E d’altra parte la Chiesa ha oggi l’occasione di riparare a qualche svista metodologica. Mettiamo il caso che qualcuno commentasse così le minacce a monsignor Bagnasco: “Va deplorato con fermezza che vescovi o sacerdoti siano stati e siano ancora oggetto di espressioni malevole e di azioni violente.. Ma se il clericalismo viene riconosciuto come un diritto o una cosa buona nessuno dovrebbe sorprendersi se i comportamenti irrazionali e violenti aumentano”. Tutti noi giudicheremmo inaccettabile e piuttosto ipocrita questo deplorare e insieme comprendere. Lo chiameremmo giustificazionismo. Ma se questi concetti fossero tratti da un documento vaticano sull’omosessualità, cambierebbe il nostro giudizio? Eppure nella “Lettera al Vescovi della Chiesa Cattolica sulla cura pastorale delle persone omosessuali” firmata, per conto della Congregazione per la Dottrina della Fede dal Cardinale Joseph Ratzinger, in data 10 ottobre 1986, proprio questo si legge: “Va deplorato con fermezza che le persone omosessuali siano state e siano ancora oggetto di espressioni malevole e di azioni violente. Simili comportamenti meritano la condanna dei pastori della Chiesa, ovunque si verifichino... Tuttavia, la doverosa reazione alle ingiustizie commesse contro le persone omosessuali non può portare in nessun modo all'affermazione che la condizione omosessuale non sia disordinata. Quando tale affermazione viene accolta e di conseguenza l'attività omosessuale è accettata come buona, oppure quando viene introdotta una legislazione civile per proteggere un comportamento al quale nessuno può rivendicare un qualsiasi diritto, né la Chiesa né la società nel suo complesso dovrebbero poi sorprendersi se anche altre opinioni e pratiche distorte guadagnano terreno e se i comportamenti irrazionali e violenti aumentano”.

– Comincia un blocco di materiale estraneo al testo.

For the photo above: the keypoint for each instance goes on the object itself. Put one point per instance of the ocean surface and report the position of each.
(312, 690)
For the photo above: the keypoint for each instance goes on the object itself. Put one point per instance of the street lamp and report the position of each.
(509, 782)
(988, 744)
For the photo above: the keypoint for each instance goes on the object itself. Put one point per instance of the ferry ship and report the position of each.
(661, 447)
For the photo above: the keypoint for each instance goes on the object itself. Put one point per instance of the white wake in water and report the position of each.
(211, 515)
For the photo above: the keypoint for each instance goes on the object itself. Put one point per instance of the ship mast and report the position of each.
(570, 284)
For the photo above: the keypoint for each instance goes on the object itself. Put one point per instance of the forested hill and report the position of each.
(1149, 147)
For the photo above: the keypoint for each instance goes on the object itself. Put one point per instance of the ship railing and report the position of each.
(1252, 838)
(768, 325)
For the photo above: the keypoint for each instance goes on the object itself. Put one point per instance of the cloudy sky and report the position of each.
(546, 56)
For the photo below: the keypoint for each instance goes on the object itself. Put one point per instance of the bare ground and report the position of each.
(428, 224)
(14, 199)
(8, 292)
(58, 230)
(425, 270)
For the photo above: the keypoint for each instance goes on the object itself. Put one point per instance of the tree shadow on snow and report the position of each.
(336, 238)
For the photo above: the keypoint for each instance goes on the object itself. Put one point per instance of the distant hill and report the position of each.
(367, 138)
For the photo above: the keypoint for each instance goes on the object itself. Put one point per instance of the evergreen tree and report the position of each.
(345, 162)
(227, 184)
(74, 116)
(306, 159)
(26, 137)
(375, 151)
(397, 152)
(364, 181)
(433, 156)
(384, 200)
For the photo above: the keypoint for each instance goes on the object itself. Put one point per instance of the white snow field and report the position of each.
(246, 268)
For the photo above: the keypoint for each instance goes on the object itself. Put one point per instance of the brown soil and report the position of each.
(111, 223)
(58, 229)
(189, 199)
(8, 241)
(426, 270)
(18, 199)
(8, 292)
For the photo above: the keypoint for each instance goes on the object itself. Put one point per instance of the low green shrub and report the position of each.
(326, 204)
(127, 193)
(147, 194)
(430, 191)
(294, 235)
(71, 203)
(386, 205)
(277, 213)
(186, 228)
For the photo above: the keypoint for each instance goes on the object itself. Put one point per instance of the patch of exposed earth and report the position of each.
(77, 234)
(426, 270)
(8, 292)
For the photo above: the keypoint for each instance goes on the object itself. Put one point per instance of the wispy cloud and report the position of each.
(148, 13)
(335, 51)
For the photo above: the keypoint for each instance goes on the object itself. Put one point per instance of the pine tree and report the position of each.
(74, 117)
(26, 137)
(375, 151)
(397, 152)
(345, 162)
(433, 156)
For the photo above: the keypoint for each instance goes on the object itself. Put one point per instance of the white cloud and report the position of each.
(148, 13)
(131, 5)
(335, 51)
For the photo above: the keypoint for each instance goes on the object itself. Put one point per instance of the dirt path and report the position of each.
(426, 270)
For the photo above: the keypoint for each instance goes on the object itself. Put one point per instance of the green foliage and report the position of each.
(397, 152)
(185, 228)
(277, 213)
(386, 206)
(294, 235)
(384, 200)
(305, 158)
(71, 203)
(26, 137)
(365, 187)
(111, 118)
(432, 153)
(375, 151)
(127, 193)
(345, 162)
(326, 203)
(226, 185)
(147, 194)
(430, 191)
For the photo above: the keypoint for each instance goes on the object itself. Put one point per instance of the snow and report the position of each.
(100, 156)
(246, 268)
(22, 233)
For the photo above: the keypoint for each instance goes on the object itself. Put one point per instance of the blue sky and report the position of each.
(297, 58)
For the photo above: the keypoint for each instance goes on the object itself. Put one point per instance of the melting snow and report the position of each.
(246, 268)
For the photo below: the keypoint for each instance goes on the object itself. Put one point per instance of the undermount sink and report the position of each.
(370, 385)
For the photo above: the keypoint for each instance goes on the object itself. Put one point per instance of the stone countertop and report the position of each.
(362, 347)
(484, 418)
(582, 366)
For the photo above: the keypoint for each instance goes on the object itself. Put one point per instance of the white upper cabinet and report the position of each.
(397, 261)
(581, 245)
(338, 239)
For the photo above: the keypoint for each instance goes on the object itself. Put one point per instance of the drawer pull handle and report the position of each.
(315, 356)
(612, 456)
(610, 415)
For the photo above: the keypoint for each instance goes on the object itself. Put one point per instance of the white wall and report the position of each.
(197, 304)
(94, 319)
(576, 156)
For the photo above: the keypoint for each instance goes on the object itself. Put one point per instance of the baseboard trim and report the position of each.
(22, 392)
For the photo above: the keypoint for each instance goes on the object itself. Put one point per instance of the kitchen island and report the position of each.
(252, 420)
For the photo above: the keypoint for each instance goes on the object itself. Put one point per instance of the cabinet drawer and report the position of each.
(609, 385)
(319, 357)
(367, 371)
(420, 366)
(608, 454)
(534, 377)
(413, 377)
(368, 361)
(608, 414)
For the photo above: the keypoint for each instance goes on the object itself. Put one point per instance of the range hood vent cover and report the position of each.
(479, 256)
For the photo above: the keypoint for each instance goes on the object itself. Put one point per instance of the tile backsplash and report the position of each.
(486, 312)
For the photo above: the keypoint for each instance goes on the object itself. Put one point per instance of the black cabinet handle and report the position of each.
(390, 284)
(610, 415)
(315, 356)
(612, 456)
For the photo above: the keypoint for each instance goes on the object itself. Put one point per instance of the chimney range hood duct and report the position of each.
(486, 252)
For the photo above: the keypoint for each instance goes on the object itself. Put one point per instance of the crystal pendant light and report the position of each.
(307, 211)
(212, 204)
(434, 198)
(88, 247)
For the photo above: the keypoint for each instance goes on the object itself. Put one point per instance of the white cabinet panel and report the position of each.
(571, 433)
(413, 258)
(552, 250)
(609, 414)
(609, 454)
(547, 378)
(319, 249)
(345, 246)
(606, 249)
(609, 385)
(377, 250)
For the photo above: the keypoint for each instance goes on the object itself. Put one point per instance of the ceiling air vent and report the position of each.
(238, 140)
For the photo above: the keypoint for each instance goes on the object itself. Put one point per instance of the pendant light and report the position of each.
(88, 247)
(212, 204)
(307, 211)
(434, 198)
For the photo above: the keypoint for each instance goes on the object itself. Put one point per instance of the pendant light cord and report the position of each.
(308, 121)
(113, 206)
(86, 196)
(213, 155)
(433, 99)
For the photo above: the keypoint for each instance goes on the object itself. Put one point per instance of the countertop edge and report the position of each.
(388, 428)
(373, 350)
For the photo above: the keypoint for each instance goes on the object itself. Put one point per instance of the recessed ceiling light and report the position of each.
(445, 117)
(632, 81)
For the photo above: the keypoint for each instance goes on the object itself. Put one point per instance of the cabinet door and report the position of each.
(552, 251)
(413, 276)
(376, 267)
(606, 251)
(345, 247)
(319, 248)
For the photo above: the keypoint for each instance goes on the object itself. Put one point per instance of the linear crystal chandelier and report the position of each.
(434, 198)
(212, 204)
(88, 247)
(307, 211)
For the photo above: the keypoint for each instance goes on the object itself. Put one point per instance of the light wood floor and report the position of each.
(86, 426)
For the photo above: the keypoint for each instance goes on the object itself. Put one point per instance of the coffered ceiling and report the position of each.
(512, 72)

Credo che di fronte alle minacce terroristiche (quelle vere, non quelle assimilate per comodità) la Chiesa dovrebbe interrogarsi su questo modo di trattare la violenza contro chi non si adegua ai suoi dettami. Deplorare la violenza ma non sorprendersi se chi non rinuncia alla propria libertà ne cade vittima, questo non è ben fatto.